Fischer continues by stating that language itself may be seen as a “prison: we are literally locked inside language, created by, defined by language, and can only see as far as we can say” (Fischer, 169).  This agrees with the sociology of meaning.  Seeing it explained outside of course material reminded me of the truth of meaning creation: besides setting the parameters of meaning, notable when we consider words in one language that have no corollary in another, language “can open our imagination and allow us to reach out to the world-and fly beyond it” (Fischer, 169).  Just think of Lewis Carroll’s fantasy realm in Alice Through the Looking Glass; words can be nonsense and still somehow make sense.  If I’d simply gone outside to do some distracting work I’d not have given Fischer’s essay a chance and felt anew the permeation of the social construction of meaning.

The playfulness of leisure is often contrasted with the bondage of work; a break from our studies can just feel like a shift to other pressing needs in our lives.  Here Fischer says that Zen Buddhism, as he sees it, allows us to “let language play with us” (Fischer, 169).  Playfully considering the mass of words in textbooks that to others often seems like so much abstract ado about nothing can thus seem a useful insight rather than an avoidance of the value of our learning.  There’s a reason that the social media trend to take the nearest book and turn to a certain page before quoting what you find has such resonance: words have a power all their own by the very virtue of their existence.  Their very pronounceability contains a certain magical cadence that resonates within our minds.  We’ve learned their song and it’s stuck in our heads.

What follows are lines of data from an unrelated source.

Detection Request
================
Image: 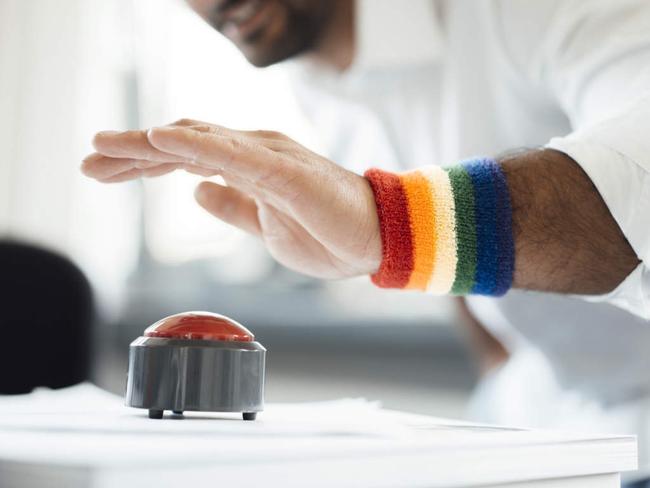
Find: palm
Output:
[84,120,381,278]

Herein lies Fischer’s theme, and it’s a helpful one when we want to bring levity to the depth of our schoolwork.  He says that “when we are speaking about something we are also-and mainly-speaking about nothing” (Fischer, 169).  Post-Modernism, often derided in academic circles as a lot of tail-chasing, thus pops up even in the humblest of places.  “The Buddhist view is a non-view, but not a non-view that is the opposite of a view, a wishy-washy noncommitalism.  Non-view is an attitude, a spirit of openness, kindness, and flexibility with regard to language.  Non-view is a way to stand within language, to make use of language, to connect without being caught by-and separated from the world-by language.” (Fischer, 170).  To the extent that philosophy uses words to grasp the ineffable quality of life, this makes perfect sense (no pun intended!).  And, lest we feel pretentious using unusual words and terms in everyday speech, we don’t have to set aside esoteric philosophy or technical jargon after we learn it:  we’re in language as it is and as it becomes with our education that itself has made us who we now are.

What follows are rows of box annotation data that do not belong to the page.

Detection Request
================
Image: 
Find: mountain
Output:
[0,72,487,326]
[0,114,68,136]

Whatever You Read, It Can Bolster Your Learning

Bearing in mind that every sort of study break assumes a rupture between our studies and our life, as though we can partition off our learning from our existence, it becomes unclear whether we are ever really away from AU.  It’s like being awake or asleep; we’re always there in one sense and absent in another.  Reading Fischer’s essay reminded me that sometimes the best way to put studies in perspective is actually to do a little more reading.  Whatever we read, relation to what we’ve learned can pop up and remind us that we’re evolving and growing individuals.

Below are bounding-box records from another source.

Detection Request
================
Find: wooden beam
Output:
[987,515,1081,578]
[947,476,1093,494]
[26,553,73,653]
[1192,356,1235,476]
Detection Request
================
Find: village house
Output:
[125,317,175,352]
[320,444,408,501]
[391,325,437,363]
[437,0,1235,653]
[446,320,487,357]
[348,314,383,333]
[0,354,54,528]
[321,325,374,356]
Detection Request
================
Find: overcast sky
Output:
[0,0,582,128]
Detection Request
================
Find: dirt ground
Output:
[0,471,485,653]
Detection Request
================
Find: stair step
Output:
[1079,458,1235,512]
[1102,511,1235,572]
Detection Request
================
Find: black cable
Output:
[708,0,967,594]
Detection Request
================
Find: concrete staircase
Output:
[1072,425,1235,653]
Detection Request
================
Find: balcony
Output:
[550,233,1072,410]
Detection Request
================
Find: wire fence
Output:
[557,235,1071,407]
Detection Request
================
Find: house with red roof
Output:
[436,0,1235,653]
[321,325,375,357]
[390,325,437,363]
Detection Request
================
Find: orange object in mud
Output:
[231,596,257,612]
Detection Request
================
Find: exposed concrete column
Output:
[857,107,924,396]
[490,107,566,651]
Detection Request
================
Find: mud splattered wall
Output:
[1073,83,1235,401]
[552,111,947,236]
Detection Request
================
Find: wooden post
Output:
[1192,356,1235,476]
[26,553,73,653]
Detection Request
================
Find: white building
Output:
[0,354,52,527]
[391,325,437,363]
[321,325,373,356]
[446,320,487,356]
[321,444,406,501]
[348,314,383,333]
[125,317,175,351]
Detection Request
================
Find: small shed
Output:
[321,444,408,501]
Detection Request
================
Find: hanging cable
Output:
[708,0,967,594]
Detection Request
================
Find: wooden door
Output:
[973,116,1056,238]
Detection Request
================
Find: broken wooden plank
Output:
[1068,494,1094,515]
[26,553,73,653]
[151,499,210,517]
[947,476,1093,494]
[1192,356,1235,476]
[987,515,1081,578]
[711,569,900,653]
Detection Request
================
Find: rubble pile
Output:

So, before we separate our studies from our outside activities this spring, let’s remember that we are always within language as humans and thus always potentially gathering new academic insights.  Wherever we go there we are.   As distance students our course material is never far from home and a little extracurricular reading can provide us with a needed perspective on what we’ve learned.

References
Benedict, R.  (1934).  “The Science of Custom”.  Quoted in Living Anthropologically.  Retrieved from https://www.livinganthropologically.com/ruth-benedict-culture/.
Fischer, Z.  N.  (2012).  “Beyond Language”.  The Best Buddhist Writings 2012 (Edited by Melvin McLeod and the Editors of the Shambhala Sun.) London: Shambhala.